The 1978 All-Ireland Senior B Hurling Championship was the fifth staging of Ireland's secondary hurling knock-out competition. Antrim won the championship, defeating London 1–16 to 3–7 in the final at Croke Park, Dublin.

==The championship==

===Format===

Home final: (1 match) The winners of the two semi-finals contest this game. One team is eliminated at this stage while the winners advance to the 'proper' All-Ireland final.
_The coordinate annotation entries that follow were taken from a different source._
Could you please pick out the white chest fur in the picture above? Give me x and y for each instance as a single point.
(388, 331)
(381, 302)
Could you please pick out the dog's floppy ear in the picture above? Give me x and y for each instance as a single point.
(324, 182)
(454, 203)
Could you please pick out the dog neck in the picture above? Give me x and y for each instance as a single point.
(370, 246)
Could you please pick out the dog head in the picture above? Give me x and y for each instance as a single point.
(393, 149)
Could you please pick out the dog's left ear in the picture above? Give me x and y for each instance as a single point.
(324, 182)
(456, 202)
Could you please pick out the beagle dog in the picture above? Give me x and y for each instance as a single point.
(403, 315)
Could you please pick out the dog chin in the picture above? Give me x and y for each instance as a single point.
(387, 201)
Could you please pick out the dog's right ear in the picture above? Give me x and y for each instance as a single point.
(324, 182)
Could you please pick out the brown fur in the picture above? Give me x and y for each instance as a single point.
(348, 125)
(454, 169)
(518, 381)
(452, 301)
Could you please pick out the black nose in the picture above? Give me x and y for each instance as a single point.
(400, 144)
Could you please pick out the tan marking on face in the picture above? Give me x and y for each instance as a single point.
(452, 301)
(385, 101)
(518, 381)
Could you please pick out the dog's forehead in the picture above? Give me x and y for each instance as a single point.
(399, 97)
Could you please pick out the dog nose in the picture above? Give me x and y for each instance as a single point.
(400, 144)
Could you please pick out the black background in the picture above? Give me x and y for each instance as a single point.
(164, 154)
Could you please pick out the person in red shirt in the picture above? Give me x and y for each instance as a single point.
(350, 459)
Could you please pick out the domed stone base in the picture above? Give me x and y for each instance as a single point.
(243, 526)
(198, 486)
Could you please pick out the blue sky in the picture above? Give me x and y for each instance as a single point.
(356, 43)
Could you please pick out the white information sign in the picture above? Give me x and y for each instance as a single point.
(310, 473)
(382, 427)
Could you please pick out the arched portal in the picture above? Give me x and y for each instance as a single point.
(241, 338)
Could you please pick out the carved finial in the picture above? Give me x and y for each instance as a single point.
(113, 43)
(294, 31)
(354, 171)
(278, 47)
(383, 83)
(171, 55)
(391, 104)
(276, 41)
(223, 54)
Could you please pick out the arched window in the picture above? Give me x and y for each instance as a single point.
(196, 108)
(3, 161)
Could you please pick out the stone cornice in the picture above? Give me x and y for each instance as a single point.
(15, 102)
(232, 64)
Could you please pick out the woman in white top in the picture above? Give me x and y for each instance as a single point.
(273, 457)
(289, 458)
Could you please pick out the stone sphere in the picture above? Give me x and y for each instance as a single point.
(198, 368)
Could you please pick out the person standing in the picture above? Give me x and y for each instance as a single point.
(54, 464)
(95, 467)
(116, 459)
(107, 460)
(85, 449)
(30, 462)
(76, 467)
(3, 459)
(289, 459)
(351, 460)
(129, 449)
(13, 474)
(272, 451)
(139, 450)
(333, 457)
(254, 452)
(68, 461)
Final: (1 match) The winners of the All-Ireland 'home' final join London to contest this game. One team is eliminated at this stage while the winners are allowed to participate in the All-Ireland SHC quarter-final.

==Results==

===Semi-finals===

28 May 1978
Antrim 2-17 - 2-7 Roscommon
28 May 1978
Down 5-15 - 3-11 Meath

===Home final===

11 June 1978
Antrim 1-10 - 2-6 Down
  Antrim: R McDonnell 1-4, J Crossey 0-3, J O'Neill 0-1, C Ward 0-1, S McNaughton 0-1.
  Down: B Gilmore 1-2, P Braniff 1-0, B Mullin 0-1, M O'Flynn 0-1.

===Final===

25 June 1078
Antrim 1-16 - 3-7 London
  Antrim: R McDonnell 0-4, D McNaughton 0-3, P Boyle 0-3, J Crossey 0-2, J Fagan 0-2, C Ward 1-0, S Collins 0-1, P McEllistrim 0-1.
  London: M Hughes 2-2, J McCormack 1-2, P Cronin 0-2, D Law 0-1.